Writer Profile

Kiyonori Nagasaki
Faculty of Letters Professor, Department of Library and Information Science
Kiyonori Nagasaki
Faculty of Letters Professor, Department of Library and Information Science
2024/11/05
Introduction
A quarter of a century has passed since the trend of digitizing and publishing materials, known as digital archives (hereafter DA), began to spread. I feel that the number of people attempting to take on this responsibility is steadily increasing, as evidenced by the establishment of the Japan Society for Digital Archive, which provides a forum for practitioners and researchers to interact and explore the future of DA. While there are various definitions of DA, it is ultimately an endeavor centered on digitizing, publishing, and sharing various types of materials; therefore, the diversity of the people involved is as vast as the types of materials themselves. Even so, because a certain level of shared discussion is possible regarding digital technology and the legal systems surrounding it, various communities, including academic societies, are being formed and activities are being carried out based on these axes.

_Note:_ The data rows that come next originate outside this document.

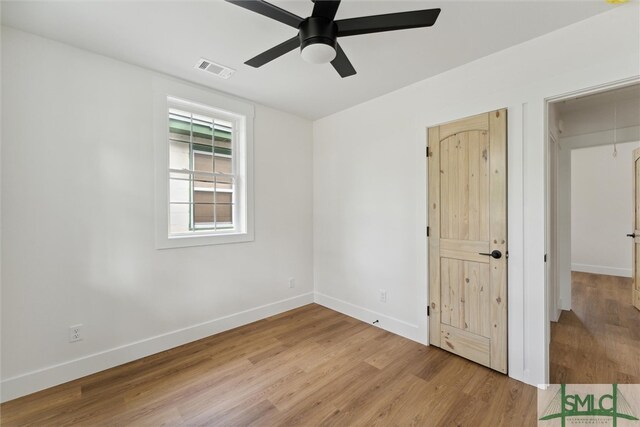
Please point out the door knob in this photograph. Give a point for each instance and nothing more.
(494, 254)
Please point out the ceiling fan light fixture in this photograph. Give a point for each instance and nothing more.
(318, 53)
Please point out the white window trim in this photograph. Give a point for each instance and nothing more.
(243, 113)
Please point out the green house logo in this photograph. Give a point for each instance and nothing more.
(586, 406)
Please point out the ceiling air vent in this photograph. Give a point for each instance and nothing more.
(215, 69)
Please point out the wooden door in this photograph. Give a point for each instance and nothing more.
(468, 223)
(635, 297)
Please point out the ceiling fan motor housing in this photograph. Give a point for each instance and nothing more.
(318, 30)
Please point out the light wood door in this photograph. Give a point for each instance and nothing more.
(468, 222)
(635, 297)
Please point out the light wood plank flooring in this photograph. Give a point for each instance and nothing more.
(598, 342)
(310, 366)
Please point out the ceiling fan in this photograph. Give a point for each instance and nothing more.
(317, 34)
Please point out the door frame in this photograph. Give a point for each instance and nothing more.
(552, 216)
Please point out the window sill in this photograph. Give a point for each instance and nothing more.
(190, 240)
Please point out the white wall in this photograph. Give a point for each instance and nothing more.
(602, 209)
(370, 178)
(78, 241)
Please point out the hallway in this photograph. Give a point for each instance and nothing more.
(599, 340)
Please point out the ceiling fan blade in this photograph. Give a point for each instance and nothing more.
(325, 8)
(342, 64)
(387, 22)
(274, 52)
(270, 11)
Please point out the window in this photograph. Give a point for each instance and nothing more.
(205, 166)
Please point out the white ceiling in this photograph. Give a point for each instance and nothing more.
(612, 109)
(170, 36)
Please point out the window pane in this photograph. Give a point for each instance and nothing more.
(203, 209)
(223, 164)
(201, 181)
(224, 208)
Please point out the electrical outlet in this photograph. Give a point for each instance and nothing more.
(383, 295)
(75, 333)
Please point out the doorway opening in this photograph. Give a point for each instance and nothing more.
(593, 330)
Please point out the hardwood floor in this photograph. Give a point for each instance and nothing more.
(310, 366)
(599, 340)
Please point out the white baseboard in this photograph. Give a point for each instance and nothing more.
(41, 379)
(601, 269)
(391, 324)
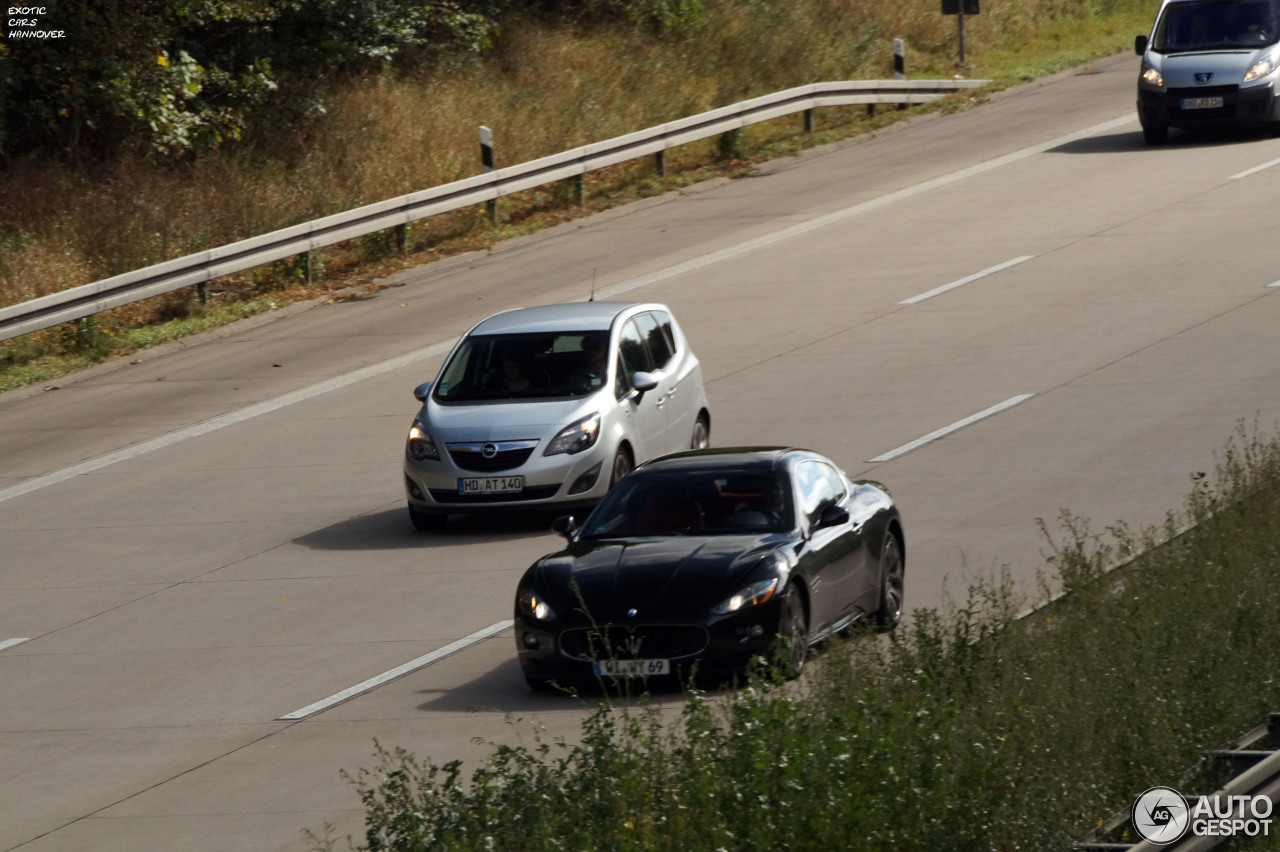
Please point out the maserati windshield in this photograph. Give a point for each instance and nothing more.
(709, 502)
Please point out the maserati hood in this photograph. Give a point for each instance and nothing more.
(670, 577)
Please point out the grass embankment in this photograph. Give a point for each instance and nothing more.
(972, 729)
(547, 86)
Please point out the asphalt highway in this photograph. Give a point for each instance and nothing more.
(1001, 314)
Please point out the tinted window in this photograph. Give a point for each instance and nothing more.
(709, 502)
(1211, 23)
(635, 353)
(659, 344)
(819, 485)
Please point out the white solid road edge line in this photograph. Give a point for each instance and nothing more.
(1255, 170)
(984, 273)
(947, 430)
(453, 647)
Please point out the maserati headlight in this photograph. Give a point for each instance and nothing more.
(1260, 69)
(531, 604)
(753, 595)
(576, 436)
(420, 444)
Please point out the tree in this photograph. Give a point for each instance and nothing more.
(179, 77)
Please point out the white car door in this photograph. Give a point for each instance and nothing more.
(644, 412)
(654, 326)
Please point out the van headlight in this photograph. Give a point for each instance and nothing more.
(534, 605)
(576, 436)
(1260, 69)
(420, 445)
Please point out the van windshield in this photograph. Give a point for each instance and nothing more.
(525, 366)
(1215, 24)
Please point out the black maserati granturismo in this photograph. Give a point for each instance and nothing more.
(702, 562)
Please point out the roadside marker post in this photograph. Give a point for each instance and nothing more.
(487, 166)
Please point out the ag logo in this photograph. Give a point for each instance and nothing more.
(1161, 815)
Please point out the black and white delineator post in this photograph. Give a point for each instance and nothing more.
(961, 8)
(900, 63)
(487, 166)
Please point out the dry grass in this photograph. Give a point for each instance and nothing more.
(543, 88)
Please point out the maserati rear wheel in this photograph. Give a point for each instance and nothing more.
(892, 581)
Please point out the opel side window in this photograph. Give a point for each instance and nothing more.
(659, 347)
(621, 380)
(664, 324)
(635, 353)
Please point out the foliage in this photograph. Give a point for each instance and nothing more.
(970, 729)
(328, 138)
(179, 77)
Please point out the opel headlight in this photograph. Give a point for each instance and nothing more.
(534, 605)
(576, 436)
(1260, 69)
(420, 444)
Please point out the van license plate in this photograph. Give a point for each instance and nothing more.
(492, 485)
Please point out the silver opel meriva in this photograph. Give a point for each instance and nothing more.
(551, 406)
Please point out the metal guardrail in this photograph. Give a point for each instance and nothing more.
(1252, 770)
(83, 301)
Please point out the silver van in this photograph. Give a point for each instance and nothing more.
(549, 407)
(1208, 63)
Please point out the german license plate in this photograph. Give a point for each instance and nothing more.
(631, 668)
(492, 485)
(1202, 102)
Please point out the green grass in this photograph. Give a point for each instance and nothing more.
(64, 225)
(968, 729)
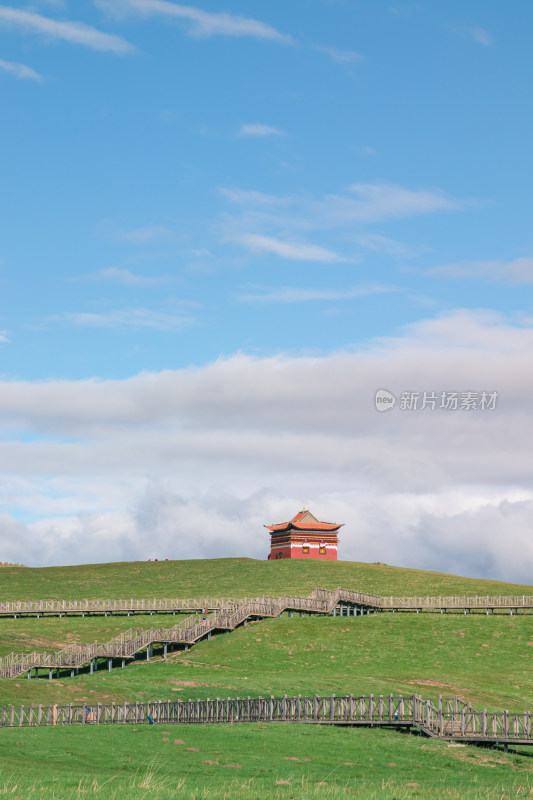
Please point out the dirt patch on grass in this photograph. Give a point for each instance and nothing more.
(199, 683)
(438, 685)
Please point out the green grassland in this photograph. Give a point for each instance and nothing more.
(232, 577)
(485, 659)
(252, 761)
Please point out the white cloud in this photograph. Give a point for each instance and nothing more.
(340, 56)
(481, 35)
(256, 129)
(274, 223)
(518, 271)
(379, 201)
(127, 318)
(143, 235)
(20, 70)
(473, 32)
(202, 23)
(288, 294)
(192, 462)
(75, 32)
(127, 278)
(295, 251)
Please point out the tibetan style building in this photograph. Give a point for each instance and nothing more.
(304, 536)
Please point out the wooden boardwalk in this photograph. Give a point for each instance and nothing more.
(466, 604)
(228, 616)
(452, 720)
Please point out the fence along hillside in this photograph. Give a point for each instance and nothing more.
(451, 719)
(466, 603)
(228, 616)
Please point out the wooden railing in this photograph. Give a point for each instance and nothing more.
(187, 632)
(229, 615)
(180, 605)
(451, 719)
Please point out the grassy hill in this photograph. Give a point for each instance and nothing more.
(484, 659)
(233, 577)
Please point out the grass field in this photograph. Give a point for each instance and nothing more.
(484, 659)
(254, 762)
(232, 577)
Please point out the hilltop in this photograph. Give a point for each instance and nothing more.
(234, 577)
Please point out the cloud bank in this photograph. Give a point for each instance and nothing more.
(190, 463)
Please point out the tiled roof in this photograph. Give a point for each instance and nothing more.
(306, 521)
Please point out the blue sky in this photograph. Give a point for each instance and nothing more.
(206, 192)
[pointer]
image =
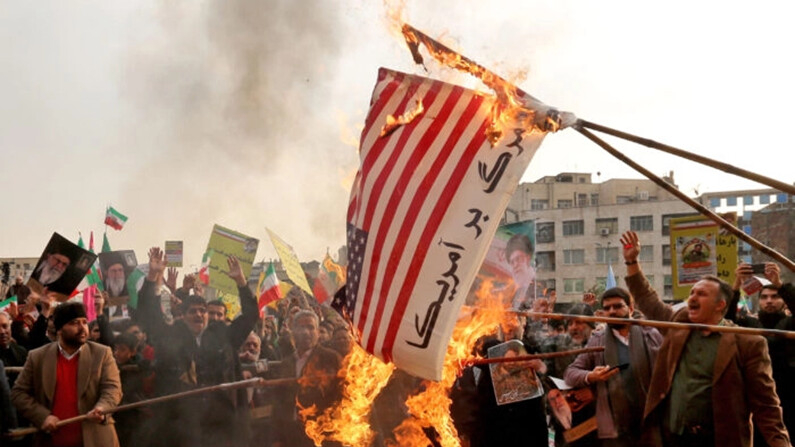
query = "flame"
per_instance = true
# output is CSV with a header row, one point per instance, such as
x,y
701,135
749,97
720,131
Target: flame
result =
x,y
393,123
363,376
431,407
513,108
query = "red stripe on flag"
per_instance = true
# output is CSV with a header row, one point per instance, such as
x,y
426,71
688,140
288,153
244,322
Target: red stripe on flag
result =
x,y
418,257
419,200
399,188
374,154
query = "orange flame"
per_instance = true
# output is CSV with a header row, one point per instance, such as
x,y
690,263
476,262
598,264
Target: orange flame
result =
x,y
513,107
363,376
431,407
393,123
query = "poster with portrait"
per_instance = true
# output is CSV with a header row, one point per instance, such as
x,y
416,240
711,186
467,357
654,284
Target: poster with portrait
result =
x,y
116,267
509,267
224,243
174,253
572,409
512,381
60,268
699,247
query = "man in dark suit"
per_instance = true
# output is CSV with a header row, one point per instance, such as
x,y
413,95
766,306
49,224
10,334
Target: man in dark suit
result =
x,y
706,385
70,378
192,353
316,367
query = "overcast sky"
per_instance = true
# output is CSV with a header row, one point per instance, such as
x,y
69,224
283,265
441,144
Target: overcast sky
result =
x,y
183,114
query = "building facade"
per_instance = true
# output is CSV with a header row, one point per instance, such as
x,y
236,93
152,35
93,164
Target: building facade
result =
x,y
579,223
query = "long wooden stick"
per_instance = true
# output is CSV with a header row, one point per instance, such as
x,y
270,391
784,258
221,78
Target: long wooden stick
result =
x,y
681,196
248,383
664,324
473,361
725,167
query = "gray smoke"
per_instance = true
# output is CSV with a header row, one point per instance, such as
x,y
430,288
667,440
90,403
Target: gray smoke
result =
x,y
231,110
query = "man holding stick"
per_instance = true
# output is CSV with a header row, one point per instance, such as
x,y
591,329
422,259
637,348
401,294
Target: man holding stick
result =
x,y
705,385
621,373
67,379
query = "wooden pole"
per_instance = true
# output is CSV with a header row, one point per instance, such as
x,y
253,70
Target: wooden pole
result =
x,y
664,324
681,196
473,361
725,167
248,383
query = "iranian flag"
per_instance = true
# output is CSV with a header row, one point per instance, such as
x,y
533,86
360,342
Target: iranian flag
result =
x,y
204,271
114,218
268,289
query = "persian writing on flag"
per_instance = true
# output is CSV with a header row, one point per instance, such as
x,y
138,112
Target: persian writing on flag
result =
x,y
425,204
174,253
114,219
224,243
268,288
4,304
699,247
290,262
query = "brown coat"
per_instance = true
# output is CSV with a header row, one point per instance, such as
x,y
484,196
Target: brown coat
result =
x,y
742,382
97,383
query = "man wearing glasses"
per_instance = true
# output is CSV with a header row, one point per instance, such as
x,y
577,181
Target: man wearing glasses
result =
x,y
621,373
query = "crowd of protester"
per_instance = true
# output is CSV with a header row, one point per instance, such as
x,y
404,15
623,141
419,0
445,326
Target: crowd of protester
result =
x,y
670,387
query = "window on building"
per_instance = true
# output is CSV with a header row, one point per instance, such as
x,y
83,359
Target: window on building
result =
x,y
537,204
607,226
545,232
666,255
641,223
606,255
668,288
573,285
646,253
573,227
573,257
623,199
666,221
545,261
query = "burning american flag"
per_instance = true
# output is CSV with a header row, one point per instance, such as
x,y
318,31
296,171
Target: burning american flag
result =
x,y
439,164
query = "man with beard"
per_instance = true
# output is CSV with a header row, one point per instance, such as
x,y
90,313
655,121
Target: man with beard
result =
x,y
519,254
621,372
774,299
66,379
51,269
316,367
192,353
706,386
115,282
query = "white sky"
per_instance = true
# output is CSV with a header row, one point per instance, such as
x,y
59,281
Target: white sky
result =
x,y
185,114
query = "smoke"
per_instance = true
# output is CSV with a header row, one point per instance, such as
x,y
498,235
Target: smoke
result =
x,y
231,117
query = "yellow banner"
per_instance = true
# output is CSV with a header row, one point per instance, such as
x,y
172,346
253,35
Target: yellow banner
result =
x,y
224,243
699,247
290,262
174,253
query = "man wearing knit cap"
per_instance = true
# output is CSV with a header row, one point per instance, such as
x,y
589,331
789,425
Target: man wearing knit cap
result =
x,y
67,378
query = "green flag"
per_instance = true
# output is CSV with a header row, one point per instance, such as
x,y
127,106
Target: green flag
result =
x,y
105,244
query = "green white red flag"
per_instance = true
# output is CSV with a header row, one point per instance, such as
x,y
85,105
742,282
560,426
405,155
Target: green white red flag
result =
x,y
114,219
268,289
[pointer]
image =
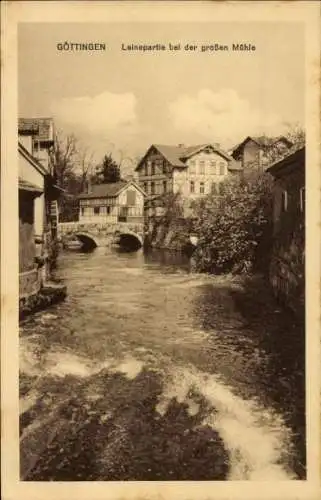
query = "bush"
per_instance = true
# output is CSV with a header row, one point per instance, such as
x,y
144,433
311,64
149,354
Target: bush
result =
x,y
235,229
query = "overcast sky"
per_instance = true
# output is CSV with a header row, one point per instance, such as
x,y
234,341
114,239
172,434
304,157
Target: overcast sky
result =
x,y
120,100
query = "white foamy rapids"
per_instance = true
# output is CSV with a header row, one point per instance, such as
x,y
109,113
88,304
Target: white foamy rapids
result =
x,y
255,438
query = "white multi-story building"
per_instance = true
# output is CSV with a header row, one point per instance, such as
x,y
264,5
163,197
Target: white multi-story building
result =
x,y
192,171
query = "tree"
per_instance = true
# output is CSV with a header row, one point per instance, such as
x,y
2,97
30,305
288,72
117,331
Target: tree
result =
x,y
62,159
85,160
234,229
108,171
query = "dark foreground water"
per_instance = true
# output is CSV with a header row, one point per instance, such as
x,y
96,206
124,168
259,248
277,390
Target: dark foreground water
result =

Looking at recent issues of the JSDA journal, Akihiko Takano's "Three Values of DA*1" reiterates the "Three Values: Important Roles of Digital Archives" presented in the "Japan Search Strategic Policy 2021-2025: Making Digital Archives Part of Everyday Life." These are (1) the succession and reconstruction of records and memories, (2) a common knowledge infrastructure that supports communities, and (3) the formation of new social networks. Due to space constraints, I will not go into detail, but I understand the values discussed here to have one important element: the contents of the knowledge infrastructure collaborate, and as a result, people also collaborate, leading to the formation of a better social network.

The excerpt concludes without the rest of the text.